Tokat'ın Turhal ilçesindeki Türkiye'nin ilk antimuan madeni olarak bilinen ve Koza Holding’e bağlı Özdemir Antimuan Madencilik tarafından işletilirken 15 Temmuz darbe girişiminden sonra TMSF'ye devredilen maden ocağında işçiler işten çıkarıldı.

 TMSF'ye devredildikten sonra işçi sayısı 180 işçiden 82'ye işçi sayısı düşürülürken, faaliyet gösteren 3 maden ocağının da kapatıldığı belirtildi. "Küçülmeye gidildiği" gerekçesi işten çıkarılan 26 maden işçisinden 3'ü işletmenin çatısına çıkarak eylem başlatmıştı. İşten çıkartılan işçilerin eylemi, işletme önünde ve Turhal ilçesinin meydanında devam ederken; Ankara'da seslerini duyurmak için Meclis'te milletvekilleri ile görüşen işçilerden Güven Kaya ve Mustafa Alim, yaşadıklarını anlattı.

“2017'nin 11'inci ayın 13'ünde özer antimuan madenleri bünyesinde yer altı işçisi olarak işe başladım. Yaklaşık 2021 yılına kadar yeraltı çalışanı olarak bilfiil görev yaptım. 2021 yılında bir arkadaşımızı göçük dolayısıyla şehit verdik. Daha sonra yeraltı kapanmaları oldu, açılmaları oldu. Daha sonra komple bir kapanma kararı aldı. Bu kapanma kararından sonra bizlere çıkış verilecekti, çıkışlarımız durduruldu. 'Yerüstüne geçebilirsiniz, istediğiniz bölüm varsa onu seçin' denildi. Biz de mühendislerin kendi seçtiği atmalara göre dağıtıldık. Kimi güvenliğe geçti, kimi tesis bölümüne geçti. Kimi yerüstünde işçi olarak kaldı. Kaza olana kadar herhangi bir sıkıntı olmayan yerde 2021'den sonra işçi almak yerine, işçi çıkartmalar yaşanmaya başlandı. Emeklilerin toplu olarak çıkışı verildi.
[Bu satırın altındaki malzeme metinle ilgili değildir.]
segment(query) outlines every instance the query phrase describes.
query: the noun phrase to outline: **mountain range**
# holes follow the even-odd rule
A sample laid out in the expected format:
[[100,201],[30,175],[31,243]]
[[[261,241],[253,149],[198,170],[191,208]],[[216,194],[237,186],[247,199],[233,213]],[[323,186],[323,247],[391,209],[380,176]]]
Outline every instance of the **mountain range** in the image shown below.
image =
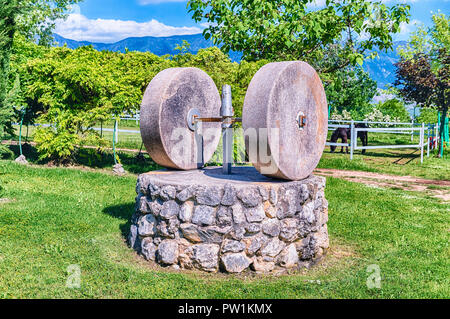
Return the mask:
[[[176,54],[177,45],[181,45],[183,40],[190,44],[189,51],[196,54],[198,50],[213,46],[211,40],[205,40],[202,34],[174,35],[170,37],[131,37],[114,43],[96,43],[89,41],[76,41],[66,39],[58,34],[54,34],[55,46],[67,45],[68,48],[76,49],[80,46],[92,45],[96,50],[108,50],[116,52],[129,51],[150,51],[156,55]],[[397,48],[405,42],[395,42],[392,51],[378,51],[378,57],[364,62],[364,69],[369,72],[372,79],[377,81],[379,88],[392,85],[395,81],[395,66],[399,59]],[[230,52],[232,61],[240,61],[239,52]]]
Ara bulucu da geldi, haklarını verdi.

"Çıkarılan işçi arkadaşlarımızın içinde işyerinde kaza geçirip vücudunda platinle yaşayanlar da var"

Bizim sürecimize gelince biz, sabah uykudan kalktık kimimiz iş yerine gitti kimimiz iş yerine gitmeden saat 07.30'da muhasebecimiz tarafından arandık. 'Bugün Turhal Belediyesi'nin işlettiği bir yer var, orada toplanıyoruz. Ara bulucu gelecek' dedi. Bizim geçmişe dayalı bir davamız var; yüzde 50'lik bir zam hakkımız vardı. İşletme müdürü bize, dava açabilirsiniz demişti. Biz de dava açtık. Bu dava sürecinden sonra bir anda her şey değişti. Biz suçlu olarak gösterildik. Oysaki biz hakkımızı aradık. Sadece zammımızı istemek için bu yola çıktık. Aynı zamanda ben sendikanın iş yeri temsilcisiyim, yasalar hükmünde bildiğim kadarıyla en son iş yerinde, iş yeri temilcisi ve baştemsilcisi kalır. Bunlar öyle gözü karartmış ki bizi bile çıkarttılar.

Şimdi çıkartılan işçi arkadaşlarımızın içerisinde meslek hastası var, o iş yerinde kaza geçirmiş vücudunda dört beş tane platin olan arkadaşımız var. Her şeyi de geçtik, mağdur bu insanlar. Orada günü dolmayan, ciğerinin yarısını o madenlere vermiş o arkadaşlarımızı çıkartmaya çalıştılar. Bir sabah kalktığımızda kimisinin kartı okunmadı kimisi telefonla arandı. Biz bunu kabul etmediğimizi dile getirdik. Arabulucuya gittiler, ona da aynı şeyi söyledik. Kabul etmeyeceğiz, hakkımızı da her türlü arayacağız.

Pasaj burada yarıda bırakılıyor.